Let Learners Test Out Instead of Using a Pre-Assessment Scenario
A common option is to let learners test out by successfully completing a pre-test. Present an assessment upfront. If they pass it, they go to the end and are done. If they don’t pass it, they go to the beginning and take the course. This is a viable model and works great for simple compliance training where an annual course completion certificate is the main objective.
However, many of those pre-assessment tests are very basic and what do they really prove? They may prove the person knows the content, but it doesn’t mean that they know how to apply it. Or it may prove that they’re good guessers. In either case, they generally don’t prove understanding, especially in a performance environment.
Create a Pre-Assessment Scenario
Functionally a pre-assessment scenario is the same as a pre-test. The goal is to sort the learners and move the experienced and novice learners down different paths. However, the core difference is that the assessment scenario attempts to assess deeper understanding of the content and its proper application.
Pre-tests typically ask a series of multiple-choice questions. And again, this is fine for a simple end-of-year certification. However, if the course is more performance-based, then the scenario allows you to stage an event that lets the learner demonstrate that they can meet the performance requirements by successfully navigating the pre-assessment scenario.

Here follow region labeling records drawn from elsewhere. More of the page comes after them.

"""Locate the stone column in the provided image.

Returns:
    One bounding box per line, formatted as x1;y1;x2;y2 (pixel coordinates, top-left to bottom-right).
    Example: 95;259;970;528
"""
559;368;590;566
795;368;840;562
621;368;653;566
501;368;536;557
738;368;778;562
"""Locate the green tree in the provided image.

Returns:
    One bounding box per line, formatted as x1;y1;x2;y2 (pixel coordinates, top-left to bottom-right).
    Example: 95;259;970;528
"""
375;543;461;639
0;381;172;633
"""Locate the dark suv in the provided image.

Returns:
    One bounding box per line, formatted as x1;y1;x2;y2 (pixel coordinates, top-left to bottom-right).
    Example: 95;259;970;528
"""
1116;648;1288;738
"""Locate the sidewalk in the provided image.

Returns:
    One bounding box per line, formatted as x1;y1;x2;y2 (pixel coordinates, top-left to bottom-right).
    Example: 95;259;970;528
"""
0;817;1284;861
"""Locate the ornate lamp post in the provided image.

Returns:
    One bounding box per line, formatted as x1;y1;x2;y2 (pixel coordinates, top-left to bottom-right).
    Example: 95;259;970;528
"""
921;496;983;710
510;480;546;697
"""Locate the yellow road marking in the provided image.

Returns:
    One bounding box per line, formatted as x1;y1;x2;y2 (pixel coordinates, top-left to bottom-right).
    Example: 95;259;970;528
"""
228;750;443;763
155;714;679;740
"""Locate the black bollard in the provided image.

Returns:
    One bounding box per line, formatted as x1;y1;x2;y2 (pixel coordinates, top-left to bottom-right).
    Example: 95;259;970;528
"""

A couple of additional benefits is that a pre-assessment scenario helps remind the experienced person of what they need to do and for the new person it helps expose deficient understanding and the types of situations they may encounter in the real world. The pre-assessment scenarios also help cement the objectives for the course. When a person isn’t successful, they’re more apt to pay attention to the course content since they’ve already been proven to lack some of the expected understanding.
A few production tips:
- Keep it short. Instead of big, long scenarios which take more time to produce, create a series of quick hit scenarios.
- This is a pre-assessment. So don’t feel obligated to do much to set up or support the assessment with resource content. If they can demonstrate their understanding, they can pass the pre-assessment. If they can’t, well, that’s why you created the course.
- Create templates. You can create interactive scenario templates and reuse them for quicker production.
Pre-tests are a great way to efficiently and effectively move learners through the training process. However, they are limited in what they can assess. Switching to a real-world pre-assessment scenario provides a better way to assess understanding and application of the training content. It also lets those who don’t pass understand why they need to take the course.